Preliminary project findings suggest that our informant's choice of languages is closely related to their choice of whether to write or speak.

How social media can improve our linguistic repertoires
Rama’smediagram shows that she uses five different languages when communicating with family and close friends in Norway, Senegal and France.

"This is due to the fact that they have different levels of competencies in the different languages they know. Most of the informants with Senegalese background, for example, have never learned to read or write vernacular languages such as Wolof, as French is the official language of instruction in Senegal," explains Kristin Vold Lexander.

In addition, the decision for a specific language and language mode is also related to the competencies of particular addressees..

"Rama is typical of the families in the study, as Senegalese languages and spoken media are normally preferred when communicating with parents and grandparents in Senegal," explains Professor Androutsopoulos.

In other cases, whether to write or talk depends on the nature and dynamics of each particular social relationship.

"We find that less dense relationships where people communicate just a few times per year are highly likely to be limited to writing, which also is the mode of choice for relationships that involve some form of conflict," explain the researchers.

Correcting each other's Norwegian

During the research project, the two researchers also found that the informants treat digital texts as an opportunity to improve their linguistic skills in Norwegian. The parents in one family, for example, send text messages in Norwegian instead of in French or Wolof, and they correct each other when they make mistakes.

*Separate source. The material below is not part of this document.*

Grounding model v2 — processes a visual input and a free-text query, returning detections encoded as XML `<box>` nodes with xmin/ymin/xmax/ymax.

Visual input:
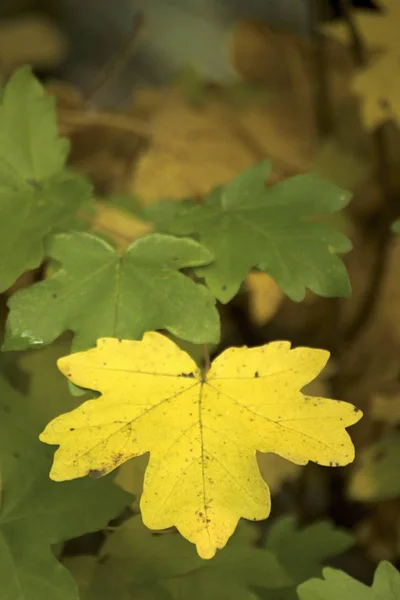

"This couple is aware that they need to improve their written Norwegian if they want to live in Norway, so sending text messages in Norwegian is a way of supplementing other types of training such as language courses," confirms Kristin Vold Lexander.

Safeguarding their languages from home/ New opportunities to use heritage language prevent language loss

The informants not only want to improve their Norwegian skills, they also hope to preserve the languages they learned in their native country.

Immigrants from Senegal arrive in Norway with a number of so-called heritage languages. They speak Wolof – a language used by 80-90 percent of the Senegalese population. They often know another Senegalese language from the village where they lived, their neighbourhood or a language used by their parents' ethnic group.

"Moreover, they have studied French and perhaps also Spanish and English at school and may even have learned Arabic in the Koranic school. There are few spaces in Norway where all these languages can be practiced, and spoken-language media, such as telephone conversations, video conversations and voice messages offer our participants chances to use more Wolof," explain the researchers, adding:

"Digital contact with in Senegal is therefore important. not just for our participants' sense of social identity, but also for maintaining their heritage languages and preventing loss while in Norway."

Professor Androutsopoulos and Kristin Vold Lexander's project is entitled "Multilingualism and mediated communication" and is a research project under MultiLing – the Center for Multilingualism in Society across the Lifespan at the University of Oslo.